Delegates react to the results during the United Nations General Assembly vote on a draft resolution that would recognize the Palestinians as qualified to become a full UN member, in New York City, US, May 10, 2024. Photo: REUTERS/Eduardo Munoz
Israel has been accused of committing “genocidal acts” and employing sexual violence as a weapon of war in a new report published Thursday by a United Nations commission. The report drew sharp criticism from Israel, which dismissed it as an antisemitic blood libel, while Hamas welcomed its findings.
“Israeli authorities have destroyed in part the reproductive capacity of the Palestinians in Gaza as a group, including by imposing measures intended to prevent births, one of the categories of genocidal acts in the Rome Statute and the Genocide Convention,” the report by the UN Independent International Commission of Inquiry stated.
It also accused Israeli security forces of using forced public stripping and sexual assault as a punitive measure in Gaza.
The report, citing testimonies from Palestinians in Gaza and the West Bank, alleges that civilians were stripped of their clothing in public, sometimes without gender separation. Israel’s permanent mission to the UN in Geneva has rejected the allegations, calling them unfounded and based on uncorroborated sources.
“In a shameless attempt to incriminate the IDF and manufacture the illusion of ‘systematic’ use of [sexual and gender-based violence], the [Commission of Inquiry] deliberately adopts a lower level of corroboration in its report, which allowed it to include information from second-hand single uncorroborated sources,” the mission said in a statement.

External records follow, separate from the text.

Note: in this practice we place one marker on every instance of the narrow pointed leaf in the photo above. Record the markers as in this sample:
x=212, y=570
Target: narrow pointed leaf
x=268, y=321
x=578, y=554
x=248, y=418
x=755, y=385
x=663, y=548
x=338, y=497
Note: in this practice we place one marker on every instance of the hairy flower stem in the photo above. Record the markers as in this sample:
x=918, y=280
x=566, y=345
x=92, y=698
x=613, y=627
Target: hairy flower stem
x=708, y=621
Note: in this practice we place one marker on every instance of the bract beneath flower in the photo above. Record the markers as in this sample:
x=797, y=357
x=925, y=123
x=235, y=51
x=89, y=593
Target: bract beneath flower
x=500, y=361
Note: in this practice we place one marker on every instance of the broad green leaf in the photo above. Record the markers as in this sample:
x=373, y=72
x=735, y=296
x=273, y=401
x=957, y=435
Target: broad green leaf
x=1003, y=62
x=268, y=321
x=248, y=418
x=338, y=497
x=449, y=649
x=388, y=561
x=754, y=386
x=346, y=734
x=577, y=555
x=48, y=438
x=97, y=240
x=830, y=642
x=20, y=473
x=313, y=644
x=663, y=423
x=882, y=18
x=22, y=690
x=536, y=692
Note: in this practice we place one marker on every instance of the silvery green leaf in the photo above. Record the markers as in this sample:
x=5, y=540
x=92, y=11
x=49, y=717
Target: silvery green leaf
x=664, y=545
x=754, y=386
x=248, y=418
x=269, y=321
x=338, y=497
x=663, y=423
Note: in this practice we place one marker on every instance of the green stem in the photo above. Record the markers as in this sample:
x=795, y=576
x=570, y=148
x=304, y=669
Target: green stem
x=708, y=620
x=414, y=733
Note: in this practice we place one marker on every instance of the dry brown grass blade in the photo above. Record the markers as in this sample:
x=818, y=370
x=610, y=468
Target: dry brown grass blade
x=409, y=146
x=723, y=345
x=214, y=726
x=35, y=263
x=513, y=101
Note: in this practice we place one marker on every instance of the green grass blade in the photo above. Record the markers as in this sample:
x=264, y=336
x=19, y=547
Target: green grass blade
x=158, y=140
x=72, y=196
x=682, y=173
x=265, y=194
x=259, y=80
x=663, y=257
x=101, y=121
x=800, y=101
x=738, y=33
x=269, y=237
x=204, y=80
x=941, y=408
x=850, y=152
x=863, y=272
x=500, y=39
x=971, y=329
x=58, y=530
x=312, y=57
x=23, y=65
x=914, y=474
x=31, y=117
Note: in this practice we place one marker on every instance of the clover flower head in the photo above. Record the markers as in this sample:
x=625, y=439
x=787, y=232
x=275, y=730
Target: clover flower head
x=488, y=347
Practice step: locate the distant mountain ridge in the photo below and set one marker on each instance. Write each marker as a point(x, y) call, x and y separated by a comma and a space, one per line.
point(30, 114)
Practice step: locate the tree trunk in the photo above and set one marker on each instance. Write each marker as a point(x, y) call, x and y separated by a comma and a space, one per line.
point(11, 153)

Israeli officials say the Commission of Inquiry has applied different standards in evaluating evidence against Israel compared to its assessment of Hamas’ actions on October 7, when it only included corroborated information.

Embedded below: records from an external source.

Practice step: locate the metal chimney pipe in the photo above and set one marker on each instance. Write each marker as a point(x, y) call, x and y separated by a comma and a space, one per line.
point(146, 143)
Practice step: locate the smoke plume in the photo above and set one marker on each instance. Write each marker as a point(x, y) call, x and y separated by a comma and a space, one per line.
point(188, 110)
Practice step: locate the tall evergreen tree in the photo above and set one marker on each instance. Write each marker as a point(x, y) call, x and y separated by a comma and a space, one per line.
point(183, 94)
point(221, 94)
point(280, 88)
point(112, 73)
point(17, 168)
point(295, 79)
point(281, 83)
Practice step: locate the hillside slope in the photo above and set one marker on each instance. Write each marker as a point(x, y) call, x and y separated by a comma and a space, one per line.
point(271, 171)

The COI last year released another report last year saying it had “not been able to independently verify” allegations of rape citing “a lack of access to victims, witnesses and crime sites and the obstruction of its investigations by the Israeli authorities.”
It’s three members are Navi Pillay, who orchestrated both the discredited Goldstone Report and the Durban II Zionism is Racism conference and who routinely denounces “apartheid” Israel; UN Special Rapporteur Miloon Kothari who questioned the influence of the “Jewish lobby” and Israel’s right to be a UN member state; and Chris Sidoti, who said accusations of antisemitism are “thrown around like rice at a wedding”.
“All of the people on that commission have expressed hostile views and prejudicial views to Israel, even prior to serving on the commission,”Anne Herzberg, Legal Advisor and UN Representative for NGO Monitor, told The Algemeiner.
“The staffing is completely secret. There’s no way to even know who is writing the reports, how they’re gathering the evidence. So this COI has no credibility.”
Israeli Prime Minister Benjamin Netanyahu slammed the report and the UN Human Rights Council, calling it “an antisemitic, rotten, terrorist-supporting, and irrelevant body.”
“Instead of focusing on the crimes against humanity and war crimes committed by the Hamas terrorist organization in the worst massacre committed against the Jewish people since the Holocaust, the UN is once again choosing to attack Israel with false accusations, including unfounded accusations of sexual violence,” Netanyahu said.
Cochav Elkayam-Levy, who heads the Civil Commission on October 7th Crimes by Hamas against Women and Children, said the report followed many other instances drawing “a false comparison between Israel and Hamas, especially in the context of sexual violence.”
“Sadly, this pattern has repeated itself across various UN bodies since October 7th. This moral comparison is painful and wrong because its purpose is to establish false historical narratives and inflicts irreparable harm both on the victims and on justice,” she said.
Herzberg said the COI was “a main vector of atrocity denial and inversion.”
“Since October 7, the COI has outrageously accused Israel of committing crimes against humanity in Gaza while refusing to say the same about Hamas. It also downplayed the mass sexual violence committed on October 7 against Israeli women and girls, while now issuing an entire report dedicated to defaming the IDF with the false claim of perpetrating systematic gender-based violence against Palestinians,” Herzberg said.
The report will likely be exploited by the International Court of Justice and the International Criminal Court, and provide fuel for campaigns by the BDS movement against Israel, Herzberg said. She expressed her hope that the Trump administration would defund the UNHRC in the near future. “It should never have been established in the first place,” she said.
The Hamas terror group welcomed the report, saying it confirmed Israel’s “genocidal” campaign against Palestinians. Hamas spokesperson Hazem Qassem told AFP, “The UN’s investigation report on Israel’s genocidal acts against the Palestinian people confirms what has happened on the ground: genocide and violations of all humanitarian and legal standards.